Thursday morning—Christmas Eve, that is, just after 7 a.m.—the United States Senate did something it’s never done and passed a bill that aims for broad reforms of America’s private health-insurers (it also delivers them 30 million new customers over the next decade, a bone of contention on the left). Potential snags exist, to be sure, but in all likelihood Barack Obama will become the first president, out of eight who’ve tried, to pass large-scale health reform. His presidency is either one-quarter or one-eighth over. Let us say, for argument’s sake (because the economy is starting to turn around; and because of the advantages of incumbency), that it is the latter. What have we learned in this first year that might tell us something about the next seven?

Three things, I think. The first is that he’s not the liberal tiger some people assumed or hoped he would be. Put aside the contingent of Americans who consider him a Communist. The rest of us should by now, I think, see him as the center-left politician he is, a person whose deepest intellectual conviction is to look skeptically upon conviction. He has, by the way, never said otherwise. If you happened to read The Audacity of Hope, which I reviewed here, this is the person you encountered.

Whether one likes his positions or not, he has been quite consistent from campaign to presidency. The troop surge in Afghanistan is in line with what he always said he’d do, as are his overtures to Iran and other hostile nations. Likewise, he’s agreed to bail out major financial institutions without imposing the kind of regulations that would constrain Wall Street; and he has not used the government to reduce unemployment. But he never was an economic populist and his campaign team was wary of too much government intervention.

The only area in which his presidential actions strikingly don’t match his rhetoric as a candidate is in matters of civil liberties and preventive detention, on which his administration has fallen far short of advocates’ hopes. Otherwise, he has governed more or less as he indicated he would. If liberals had different expectations, they weren’t studying the record.
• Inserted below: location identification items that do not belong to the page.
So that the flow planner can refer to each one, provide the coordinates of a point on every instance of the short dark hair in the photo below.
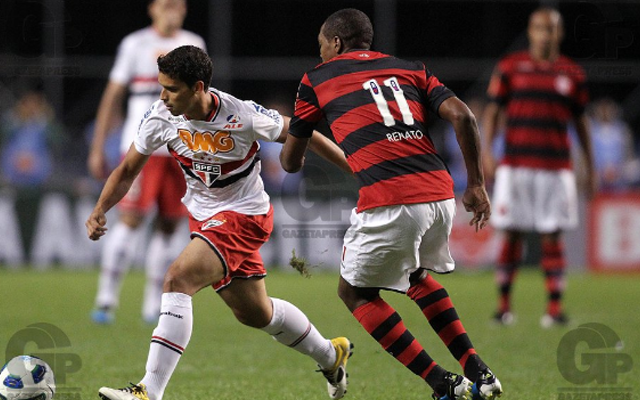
(352, 26)
(188, 64)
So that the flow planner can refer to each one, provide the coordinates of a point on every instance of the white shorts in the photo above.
(384, 245)
(529, 199)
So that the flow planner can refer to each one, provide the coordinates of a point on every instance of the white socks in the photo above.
(169, 340)
(288, 326)
(117, 256)
(291, 327)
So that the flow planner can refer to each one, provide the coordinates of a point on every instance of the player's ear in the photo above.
(199, 87)
(338, 45)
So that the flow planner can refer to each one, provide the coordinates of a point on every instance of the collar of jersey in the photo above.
(216, 108)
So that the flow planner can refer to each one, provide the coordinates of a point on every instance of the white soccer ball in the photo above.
(27, 378)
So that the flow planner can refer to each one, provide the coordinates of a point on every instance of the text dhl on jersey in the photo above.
(219, 141)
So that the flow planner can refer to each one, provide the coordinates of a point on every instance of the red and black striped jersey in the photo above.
(540, 99)
(377, 106)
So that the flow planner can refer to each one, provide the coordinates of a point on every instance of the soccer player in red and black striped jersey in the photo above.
(542, 92)
(377, 106)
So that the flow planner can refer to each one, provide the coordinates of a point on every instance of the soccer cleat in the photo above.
(102, 316)
(337, 375)
(132, 392)
(487, 387)
(457, 388)
(548, 320)
(505, 318)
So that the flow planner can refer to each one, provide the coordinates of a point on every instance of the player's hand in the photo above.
(476, 200)
(96, 225)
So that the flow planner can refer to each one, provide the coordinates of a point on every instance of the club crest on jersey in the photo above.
(212, 223)
(207, 173)
(563, 85)
(233, 122)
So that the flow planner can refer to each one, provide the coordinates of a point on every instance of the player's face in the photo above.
(327, 47)
(176, 95)
(545, 33)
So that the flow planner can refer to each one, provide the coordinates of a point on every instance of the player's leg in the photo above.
(197, 266)
(381, 251)
(437, 307)
(117, 256)
(159, 255)
(553, 266)
(386, 326)
(166, 185)
(557, 203)
(506, 271)
(513, 203)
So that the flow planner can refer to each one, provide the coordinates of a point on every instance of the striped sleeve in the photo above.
(499, 85)
(307, 111)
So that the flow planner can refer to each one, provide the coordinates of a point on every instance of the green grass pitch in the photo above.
(228, 361)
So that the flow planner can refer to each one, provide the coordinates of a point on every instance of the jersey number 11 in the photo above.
(376, 92)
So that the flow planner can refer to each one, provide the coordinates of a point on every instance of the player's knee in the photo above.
(353, 297)
(176, 281)
(254, 318)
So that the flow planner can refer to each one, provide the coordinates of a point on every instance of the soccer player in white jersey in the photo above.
(160, 184)
(213, 136)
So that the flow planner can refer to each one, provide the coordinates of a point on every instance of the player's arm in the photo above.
(109, 111)
(475, 198)
(116, 187)
(294, 149)
(582, 131)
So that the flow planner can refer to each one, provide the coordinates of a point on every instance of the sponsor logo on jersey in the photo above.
(233, 126)
(212, 223)
(273, 114)
(218, 141)
(208, 173)
(233, 119)
(233, 122)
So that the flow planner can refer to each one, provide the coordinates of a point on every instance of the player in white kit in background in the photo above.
(160, 184)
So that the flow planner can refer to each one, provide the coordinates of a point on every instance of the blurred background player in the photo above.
(161, 183)
(542, 92)
(615, 161)
(376, 106)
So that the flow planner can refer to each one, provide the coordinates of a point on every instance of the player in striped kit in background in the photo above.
(376, 106)
(542, 92)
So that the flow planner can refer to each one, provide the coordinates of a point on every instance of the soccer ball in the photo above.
(27, 378)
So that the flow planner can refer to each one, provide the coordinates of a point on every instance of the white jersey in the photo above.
(136, 68)
(218, 156)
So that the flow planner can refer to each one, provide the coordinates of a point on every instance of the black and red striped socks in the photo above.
(553, 265)
(436, 305)
(506, 270)
(385, 325)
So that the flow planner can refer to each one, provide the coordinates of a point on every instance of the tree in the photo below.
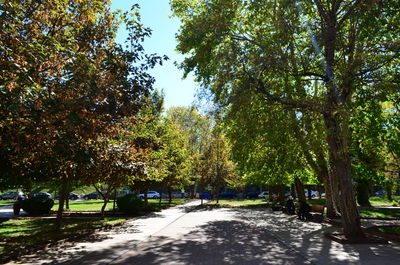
(216, 167)
(310, 57)
(175, 156)
(196, 128)
(64, 81)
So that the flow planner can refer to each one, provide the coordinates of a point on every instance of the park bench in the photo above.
(317, 213)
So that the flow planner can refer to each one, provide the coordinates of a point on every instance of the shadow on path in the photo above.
(217, 242)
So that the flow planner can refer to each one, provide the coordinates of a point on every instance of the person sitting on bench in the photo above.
(304, 210)
(290, 208)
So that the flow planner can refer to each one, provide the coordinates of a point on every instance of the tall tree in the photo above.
(309, 56)
(64, 80)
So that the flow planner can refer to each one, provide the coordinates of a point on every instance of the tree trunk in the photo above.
(281, 193)
(103, 208)
(146, 200)
(338, 143)
(309, 194)
(389, 188)
(299, 189)
(331, 208)
(363, 193)
(67, 202)
(63, 195)
(270, 197)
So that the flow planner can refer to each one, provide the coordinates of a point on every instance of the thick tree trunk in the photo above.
(169, 195)
(331, 209)
(363, 193)
(389, 188)
(146, 200)
(67, 202)
(63, 195)
(338, 142)
(281, 193)
(299, 189)
(309, 194)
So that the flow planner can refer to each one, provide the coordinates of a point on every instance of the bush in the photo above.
(37, 205)
(130, 204)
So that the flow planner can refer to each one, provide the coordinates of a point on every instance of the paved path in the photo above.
(188, 235)
(7, 212)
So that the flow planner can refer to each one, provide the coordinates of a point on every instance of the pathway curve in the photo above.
(199, 236)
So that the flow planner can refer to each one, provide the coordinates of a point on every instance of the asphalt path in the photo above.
(179, 235)
(189, 234)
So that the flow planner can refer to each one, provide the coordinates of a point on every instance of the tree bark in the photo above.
(363, 193)
(63, 194)
(299, 189)
(389, 193)
(169, 195)
(338, 143)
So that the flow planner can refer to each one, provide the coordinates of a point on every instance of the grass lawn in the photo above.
(380, 213)
(389, 230)
(16, 234)
(238, 203)
(4, 203)
(95, 205)
(383, 201)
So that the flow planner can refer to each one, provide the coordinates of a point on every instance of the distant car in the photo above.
(313, 193)
(178, 195)
(379, 193)
(42, 194)
(228, 194)
(151, 194)
(91, 196)
(11, 195)
(73, 196)
(252, 194)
This isn’t to say he won’t do or attempt “liberal things,” but it is to say that he won’t necessarily do them in ways that will make his party’s base ecstatic.
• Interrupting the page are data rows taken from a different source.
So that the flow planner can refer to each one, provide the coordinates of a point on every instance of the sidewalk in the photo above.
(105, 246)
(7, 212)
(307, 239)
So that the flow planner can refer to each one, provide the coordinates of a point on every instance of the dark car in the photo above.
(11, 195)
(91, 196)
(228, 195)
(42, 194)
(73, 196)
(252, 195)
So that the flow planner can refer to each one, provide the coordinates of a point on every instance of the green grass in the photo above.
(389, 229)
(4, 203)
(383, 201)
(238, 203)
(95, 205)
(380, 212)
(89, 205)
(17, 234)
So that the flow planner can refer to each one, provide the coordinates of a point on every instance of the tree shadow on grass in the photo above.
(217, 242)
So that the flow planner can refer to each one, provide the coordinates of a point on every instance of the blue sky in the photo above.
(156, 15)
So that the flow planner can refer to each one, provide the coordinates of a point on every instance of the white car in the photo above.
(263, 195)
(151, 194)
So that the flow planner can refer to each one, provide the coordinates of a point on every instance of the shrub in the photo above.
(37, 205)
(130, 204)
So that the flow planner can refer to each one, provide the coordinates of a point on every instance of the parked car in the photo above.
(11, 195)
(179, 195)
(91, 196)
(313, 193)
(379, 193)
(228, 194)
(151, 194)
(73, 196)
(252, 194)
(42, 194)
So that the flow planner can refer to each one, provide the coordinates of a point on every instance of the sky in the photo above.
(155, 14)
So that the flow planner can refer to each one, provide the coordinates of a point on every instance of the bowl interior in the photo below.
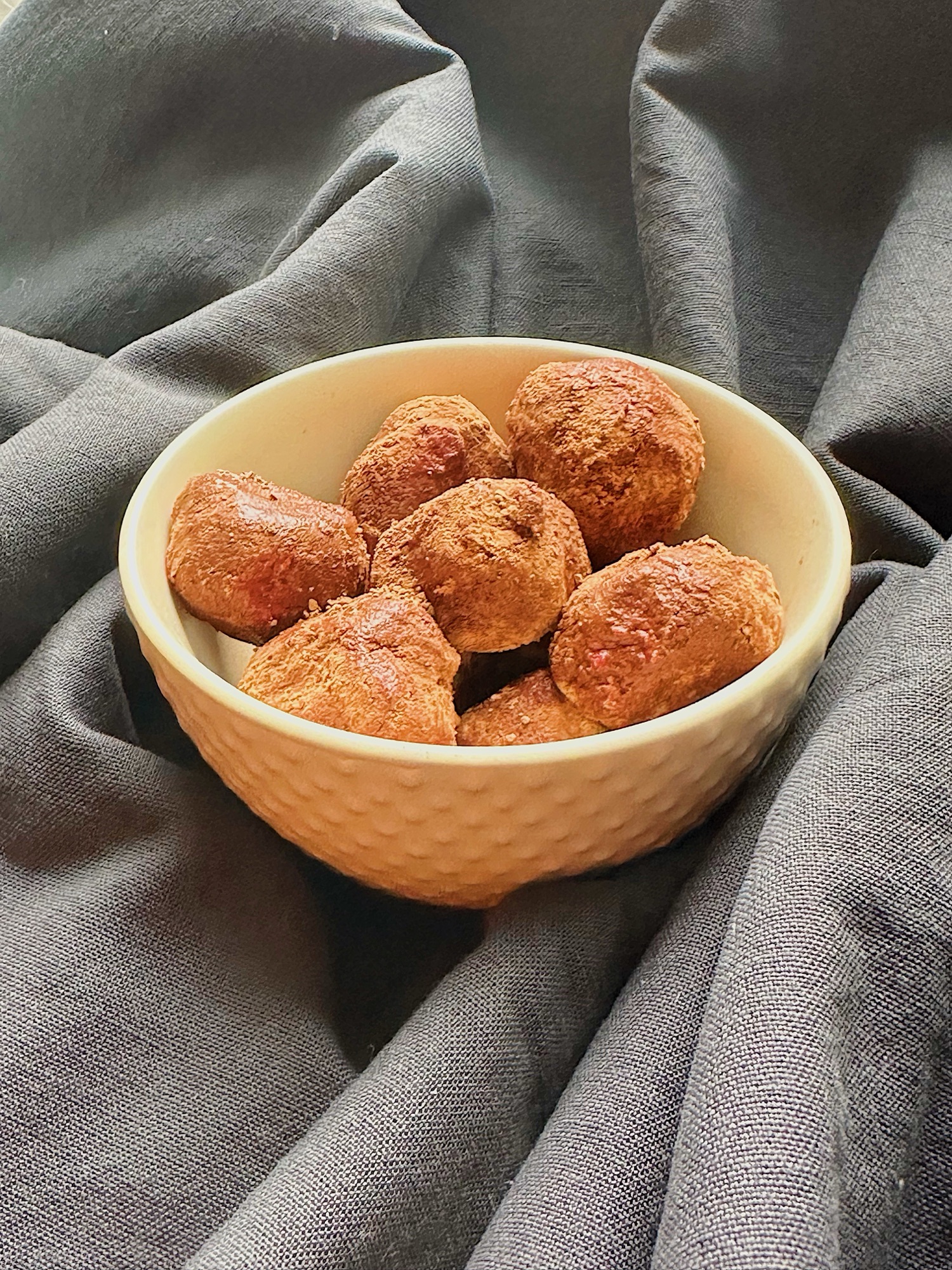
(762, 493)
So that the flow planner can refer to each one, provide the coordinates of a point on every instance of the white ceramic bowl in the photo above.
(468, 826)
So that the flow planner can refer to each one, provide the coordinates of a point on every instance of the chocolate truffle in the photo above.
(525, 713)
(252, 558)
(378, 665)
(616, 444)
(497, 559)
(663, 628)
(423, 449)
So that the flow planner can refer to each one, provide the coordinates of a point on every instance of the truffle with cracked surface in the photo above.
(423, 449)
(616, 444)
(497, 561)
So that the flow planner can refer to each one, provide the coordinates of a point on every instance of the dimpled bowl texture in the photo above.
(468, 826)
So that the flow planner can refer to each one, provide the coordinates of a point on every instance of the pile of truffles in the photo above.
(450, 599)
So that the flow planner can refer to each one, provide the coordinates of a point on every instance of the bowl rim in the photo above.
(823, 615)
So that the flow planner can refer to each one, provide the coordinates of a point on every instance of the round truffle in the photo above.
(663, 628)
(423, 449)
(378, 665)
(252, 558)
(529, 712)
(616, 444)
(497, 559)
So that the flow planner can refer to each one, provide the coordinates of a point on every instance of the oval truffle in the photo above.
(663, 628)
(252, 558)
(378, 665)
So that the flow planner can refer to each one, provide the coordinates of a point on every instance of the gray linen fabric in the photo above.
(215, 1053)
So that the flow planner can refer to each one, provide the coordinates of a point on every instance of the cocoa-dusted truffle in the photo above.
(529, 712)
(378, 665)
(663, 628)
(497, 559)
(423, 449)
(616, 444)
(252, 558)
Second, in his concern with not repeating some predecessor’s errors, he seems to have over-learned some lessons of history. He did give Congress too much leeway on health care, and in the future we can probably look for him to try to keep Congress on a shorter leash when dealing with major legislation. It is unclear in practice what that might mean. Congress, as we have seen, dances to its own tune. I would anticipate an institutional turf battle of some sort in the future. Senators, having stuck their necks out (as they see it) on health care, will be reluctant to do so again; but liberals will be pushing Obama to do something aggressive for unions and for gay men and lesbians. An intramural scrimmage is coming.

Third—and this is just guesswork on my part—it’s not always clear that he’s enjoying this. Though the Senate health bill is a very handy Christmas present for the president, he expended considerable political capital to get it passed—much more, we can be sure, than he’d initially planned or hoped to when, with approval ratings above 65 percent, he began discussing health-care reform back in May. The New Year will bring more tense negotiations between the House and Senate to iron out differences in their versions.

Almost any president would resent history for dumping the financial crisis in his lap. But in Obama’s case, that collapse—combined with the blind rage of Republicans and conservatives, which no one anticipated—seems to have jarred him. At times, announcing this or that small-business program or what have you, he seems preoccupied and distant. He is not a natural empath. Maybe a strengthening economy will improve his outlook. In the meantime, if a rookie season that saw its share of bumps and errors ends up making way for the passage of the most progressive piece of major legislation in probably forty years, a bill whose strengths overwhelm its shortcomings, then that ends up being a pretty good first year.